(DEPRECATED) Apache Flink User Mailing List archive.

Re: Only One TaskManager Showing High CPU Usage

Posted by Piotr Nowojski-5 on
URL: http://deprecated-apache-flink-user-mailing-list-archive.369.s1.nabble.com/Only-One-TaskManager-Showing-High-CPU-Usage-tp37208p37227.html

Hi,

What I guess is happening is since you have 16 slots in total (8 slots per TM), while your operators have various levels of parallelism (8, 4, 16), Flink is scheduling all of the operators with parallelism < 16 on a TM that becomes available first to the scheduler. That's causing the visible load skew. Keep in mind that different operators are by default allowed to share the same task slot, unless you explicitly tell them to not do that [1].

One obvious work around would be to define the same parallelism for all of the operators, and that's the usual way to go, unless you have a really good reason not to. Can you try this out? Usually there is no harm in keeping more then required operator instances, and in your case you already have the highest parallelism in your Async function (the one that allocates the most resources?).

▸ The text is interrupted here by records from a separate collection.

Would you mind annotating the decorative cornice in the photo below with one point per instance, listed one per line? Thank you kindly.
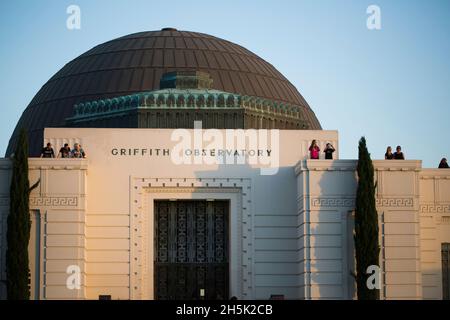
(57, 164)
(395, 202)
(333, 202)
(54, 201)
(192, 190)
(325, 165)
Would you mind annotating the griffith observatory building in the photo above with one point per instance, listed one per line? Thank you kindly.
(198, 184)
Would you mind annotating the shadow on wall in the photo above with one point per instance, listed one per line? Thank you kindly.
(331, 230)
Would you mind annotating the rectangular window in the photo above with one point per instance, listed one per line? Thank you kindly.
(446, 271)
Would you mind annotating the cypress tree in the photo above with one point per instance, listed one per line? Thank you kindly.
(19, 224)
(366, 224)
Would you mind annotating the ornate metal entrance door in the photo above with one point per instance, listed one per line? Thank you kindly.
(191, 249)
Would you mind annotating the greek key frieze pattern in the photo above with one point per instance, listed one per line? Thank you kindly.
(395, 202)
(429, 208)
(54, 201)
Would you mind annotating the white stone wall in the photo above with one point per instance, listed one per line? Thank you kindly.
(5, 178)
(434, 227)
(326, 196)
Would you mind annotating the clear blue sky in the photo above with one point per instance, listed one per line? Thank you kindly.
(391, 85)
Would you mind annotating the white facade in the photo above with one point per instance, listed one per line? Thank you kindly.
(290, 232)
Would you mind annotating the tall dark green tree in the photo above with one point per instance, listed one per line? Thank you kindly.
(366, 224)
(19, 224)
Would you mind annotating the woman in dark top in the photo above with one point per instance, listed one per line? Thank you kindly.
(64, 152)
(443, 164)
(398, 155)
(314, 150)
(47, 152)
(389, 155)
(329, 149)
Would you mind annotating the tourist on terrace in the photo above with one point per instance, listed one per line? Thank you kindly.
(329, 149)
(398, 154)
(47, 152)
(64, 152)
(443, 164)
(389, 155)
(314, 150)
(77, 151)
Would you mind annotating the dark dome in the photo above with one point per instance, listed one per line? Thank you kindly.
(136, 62)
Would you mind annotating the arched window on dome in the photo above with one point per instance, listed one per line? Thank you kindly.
(191, 101)
(170, 100)
(180, 101)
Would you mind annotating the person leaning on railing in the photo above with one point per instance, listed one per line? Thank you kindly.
(64, 152)
(47, 152)
(77, 151)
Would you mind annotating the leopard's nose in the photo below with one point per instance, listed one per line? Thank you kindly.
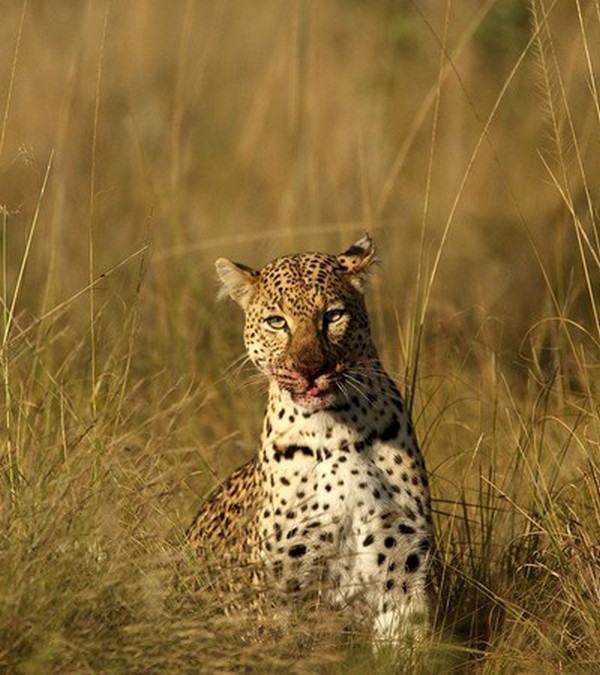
(311, 368)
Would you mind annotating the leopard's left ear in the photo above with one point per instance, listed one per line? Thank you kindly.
(358, 260)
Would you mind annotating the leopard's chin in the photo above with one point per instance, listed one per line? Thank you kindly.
(314, 399)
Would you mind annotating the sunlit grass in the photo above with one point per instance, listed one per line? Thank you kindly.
(178, 136)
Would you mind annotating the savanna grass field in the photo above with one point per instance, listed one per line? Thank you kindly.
(141, 140)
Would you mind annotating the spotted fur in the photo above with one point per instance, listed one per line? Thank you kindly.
(336, 502)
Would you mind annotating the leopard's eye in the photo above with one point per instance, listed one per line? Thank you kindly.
(276, 322)
(333, 315)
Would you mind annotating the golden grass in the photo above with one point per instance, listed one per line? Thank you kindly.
(141, 140)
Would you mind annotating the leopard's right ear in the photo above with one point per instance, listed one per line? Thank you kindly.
(237, 281)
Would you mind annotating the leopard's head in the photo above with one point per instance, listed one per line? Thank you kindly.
(307, 327)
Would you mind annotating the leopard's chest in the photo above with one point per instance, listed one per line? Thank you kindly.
(326, 489)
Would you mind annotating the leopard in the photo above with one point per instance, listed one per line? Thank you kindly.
(336, 501)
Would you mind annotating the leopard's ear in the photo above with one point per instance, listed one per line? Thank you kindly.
(358, 260)
(237, 281)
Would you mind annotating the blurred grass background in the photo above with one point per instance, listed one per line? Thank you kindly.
(141, 140)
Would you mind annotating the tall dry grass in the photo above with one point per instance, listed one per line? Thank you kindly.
(139, 141)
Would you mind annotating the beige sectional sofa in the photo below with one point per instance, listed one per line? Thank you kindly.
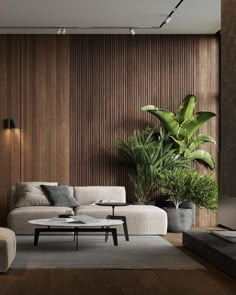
(141, 219)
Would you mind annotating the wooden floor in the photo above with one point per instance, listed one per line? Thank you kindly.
(131, 282)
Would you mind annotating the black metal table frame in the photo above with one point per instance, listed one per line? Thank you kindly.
(113, 216)
(76, 230)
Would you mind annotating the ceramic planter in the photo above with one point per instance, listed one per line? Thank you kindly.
(179, 220)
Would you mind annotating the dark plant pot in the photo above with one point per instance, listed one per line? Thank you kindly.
(179, 220)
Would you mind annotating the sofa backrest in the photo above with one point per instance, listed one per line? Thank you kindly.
(86, 195)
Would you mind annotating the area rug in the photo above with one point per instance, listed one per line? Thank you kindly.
(141, 252)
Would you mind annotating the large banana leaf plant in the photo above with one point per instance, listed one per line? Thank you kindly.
(182, 127)
(149, 154)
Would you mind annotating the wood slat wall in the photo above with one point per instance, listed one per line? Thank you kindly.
(35, 91)
(45, 108)
(9, 108)
(73, 96)
(113, 76)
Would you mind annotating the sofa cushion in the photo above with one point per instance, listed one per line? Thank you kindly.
(60, 196)
(31, 194)
(18, 218)
(7, 248)
(89, 194)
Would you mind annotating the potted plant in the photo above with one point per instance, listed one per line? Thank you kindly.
(148, 153)
(182, 128)
(187, 185)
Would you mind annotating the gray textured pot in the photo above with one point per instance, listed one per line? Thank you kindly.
(179, 220)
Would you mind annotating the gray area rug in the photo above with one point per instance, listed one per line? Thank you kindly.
(141, 252)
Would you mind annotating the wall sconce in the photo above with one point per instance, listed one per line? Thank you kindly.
(9, 124)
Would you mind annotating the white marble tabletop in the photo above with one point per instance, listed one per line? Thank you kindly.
(68, 222)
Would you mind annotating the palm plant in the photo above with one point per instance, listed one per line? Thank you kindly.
(182, 127)
(149, 154)
(181, 185)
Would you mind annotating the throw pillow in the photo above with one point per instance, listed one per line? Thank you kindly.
(60, 196)
(31, 194)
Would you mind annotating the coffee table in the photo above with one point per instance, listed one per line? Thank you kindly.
(75, 224)
(115, 217)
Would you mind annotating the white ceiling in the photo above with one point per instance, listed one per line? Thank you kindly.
(192, 17)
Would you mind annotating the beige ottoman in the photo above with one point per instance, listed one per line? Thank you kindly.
(7, 248)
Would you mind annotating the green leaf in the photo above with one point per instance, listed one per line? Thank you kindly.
(203, 156)
(200, 139)
(186, 109)
(167, 118)
(192, 124)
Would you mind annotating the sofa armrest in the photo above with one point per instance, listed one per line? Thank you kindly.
(89, 194)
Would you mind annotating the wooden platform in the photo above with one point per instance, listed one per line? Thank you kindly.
(213, 249)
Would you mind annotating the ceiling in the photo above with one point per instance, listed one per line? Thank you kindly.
(192, 16)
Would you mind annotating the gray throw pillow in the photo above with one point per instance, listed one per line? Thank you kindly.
(60, 196)
(31, 194)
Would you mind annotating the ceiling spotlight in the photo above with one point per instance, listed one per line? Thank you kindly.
(168, 19)
(132, 32)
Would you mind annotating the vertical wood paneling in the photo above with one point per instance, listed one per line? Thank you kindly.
(71, 100)
(9, 108)
(227, 206)
(113, 76)
(206, 87)
(45, 106)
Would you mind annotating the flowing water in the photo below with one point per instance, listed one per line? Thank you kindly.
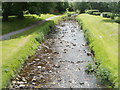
(59, 62)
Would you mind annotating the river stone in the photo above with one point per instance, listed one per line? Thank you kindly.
(37, 59)
(81, 83)
(38, 66)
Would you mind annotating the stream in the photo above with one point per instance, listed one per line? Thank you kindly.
(59, 62)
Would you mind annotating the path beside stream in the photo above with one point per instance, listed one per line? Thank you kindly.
(59, 62)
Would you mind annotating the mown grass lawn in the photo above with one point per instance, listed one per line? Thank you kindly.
(16, 50)
(103, 37)
(15, 24)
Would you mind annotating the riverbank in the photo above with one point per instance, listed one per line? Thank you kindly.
(17, 49)
(55, 65)
(102, 37)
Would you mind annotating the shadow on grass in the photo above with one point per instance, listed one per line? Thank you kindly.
(109, 20)
(43, 27)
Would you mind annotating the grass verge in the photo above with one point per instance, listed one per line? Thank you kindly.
(15, 24)
(103, 40)
(16, 50)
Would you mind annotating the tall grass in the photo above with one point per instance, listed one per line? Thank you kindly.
(16, 50)
(103, 40)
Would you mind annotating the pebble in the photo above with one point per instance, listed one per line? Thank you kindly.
(57, 66)
(22, 85)
(38, 66)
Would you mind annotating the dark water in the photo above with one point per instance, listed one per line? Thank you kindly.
(59, 62)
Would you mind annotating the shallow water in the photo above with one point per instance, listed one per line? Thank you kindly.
(59, 62)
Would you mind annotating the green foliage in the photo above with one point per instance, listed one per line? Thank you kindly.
(96, 13)
(103, 37)
(15, 24)
(92, 12)
(21, 46)
(117, 19)
(107, 14)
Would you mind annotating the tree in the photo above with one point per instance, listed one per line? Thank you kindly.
(6, 7)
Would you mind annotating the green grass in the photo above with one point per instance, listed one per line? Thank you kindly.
(103, 37)
(15, 24)
(16, 50)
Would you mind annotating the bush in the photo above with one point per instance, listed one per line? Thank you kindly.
(96, 13)
(107, 14)
(117, 19)
(91, 11)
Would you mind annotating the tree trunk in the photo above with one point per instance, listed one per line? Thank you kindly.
(5, 17)
(20, 15)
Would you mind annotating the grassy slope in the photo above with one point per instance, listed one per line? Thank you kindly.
(15, 24)
(16, 50)
(104, 37)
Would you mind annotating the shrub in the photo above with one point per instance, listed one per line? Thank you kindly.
(96, 13)
(117, 19)
(108, 15)
(91, 11)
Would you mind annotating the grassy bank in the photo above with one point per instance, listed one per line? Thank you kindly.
(103, 38)
(15, 24)
(16, 50)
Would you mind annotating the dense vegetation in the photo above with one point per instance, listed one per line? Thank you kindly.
(15, 24)
(22, 45)
(99, 24)
(102, 36)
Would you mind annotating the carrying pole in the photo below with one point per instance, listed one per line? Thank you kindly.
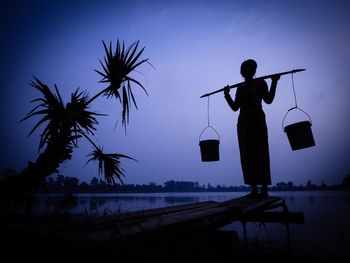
(263, 77)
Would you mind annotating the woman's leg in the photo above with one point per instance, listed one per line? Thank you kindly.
(264, 191)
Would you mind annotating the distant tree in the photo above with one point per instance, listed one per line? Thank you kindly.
(66, 123)
(94, 182)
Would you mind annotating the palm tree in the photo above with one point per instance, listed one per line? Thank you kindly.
(65, 124)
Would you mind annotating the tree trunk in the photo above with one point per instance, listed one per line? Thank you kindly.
(56, 152)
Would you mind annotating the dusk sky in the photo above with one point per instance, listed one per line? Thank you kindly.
(195, 47)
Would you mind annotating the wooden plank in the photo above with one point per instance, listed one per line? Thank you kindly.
(210, 215)
(275, 217)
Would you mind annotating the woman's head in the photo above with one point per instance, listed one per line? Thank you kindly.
(248, 68)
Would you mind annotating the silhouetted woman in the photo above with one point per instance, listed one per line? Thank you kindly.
(251, 127)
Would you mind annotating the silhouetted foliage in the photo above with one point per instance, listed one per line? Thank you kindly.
(64, 184)
(66, 123)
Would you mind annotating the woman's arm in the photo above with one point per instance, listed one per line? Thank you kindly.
(269, 96)
(234, 105)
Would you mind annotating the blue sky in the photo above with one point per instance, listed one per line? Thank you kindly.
(196, 47)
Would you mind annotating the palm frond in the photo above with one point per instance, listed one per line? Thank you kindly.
(109, 164)
(66, 121)
(116, 69)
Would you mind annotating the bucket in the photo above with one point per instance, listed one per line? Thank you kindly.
(299, 134)
(209, 148)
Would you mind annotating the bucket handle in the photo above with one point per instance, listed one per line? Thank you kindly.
(212, 129)
(294, 108)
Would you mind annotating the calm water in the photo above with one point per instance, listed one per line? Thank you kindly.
(326, 231)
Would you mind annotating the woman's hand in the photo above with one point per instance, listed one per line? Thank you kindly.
(275, 78)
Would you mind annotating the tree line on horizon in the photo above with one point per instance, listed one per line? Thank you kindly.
(67, 184)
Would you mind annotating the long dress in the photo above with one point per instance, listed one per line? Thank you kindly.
(252, 132)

Till, is there a way to change this resource allocation/scheduling behaviour? To not pack everything on the same TM?

Piotrek

[1] https://ci.apache.org/projects/flink/flink-docs-release-1.11/dev/stream/operators/#task-chaining-and-resource-groups

śr., 5 sie 2020 o 02:39 Chen, Mason <[hidden email]> napisał(a):

Hi all,

The issue is that only one out of two taskmanagers experience high cpu usage.

I’m running a series of performance tests processing records at 50k rps. In this setup, I have 1 job manager (1 core, 1 gb) and 2 task managers (8 cores, 8 gb). Each of the taskmanagers have 8 task slots and we have a simple pipeline that reads from kafka, filters, and makes a http request downstream with the asyncio function.

All operators have parallelism of 8, except the filter (parallelism of 4) and the asyncio function (parallelism of 16). We do not have checkpointing turned on.

I thought maybe the operator chaining was causing issues in distributing the load, so I disabled operator chaining after the filter (before the asyncio). However, the issue still persisted and I did see somewhat even distribution of records before and after this change.

Some potential problems: the http client is not static so it will be recreated for each parallel instance of the asyncio operator (so, there’s gonna be a lot of executors.). At the cpu peak, I see 10k threads and it steadily grows to 40k at the end of the time period shown.

Does anyone have any ideas? In the 50k rps, about 500 out of those events need to hit the asyncio function (the filter filters out the unrelated events). I was doing fine before I added the unrelated events (just the 500 rps going to asyncio).

Thanks,

Mason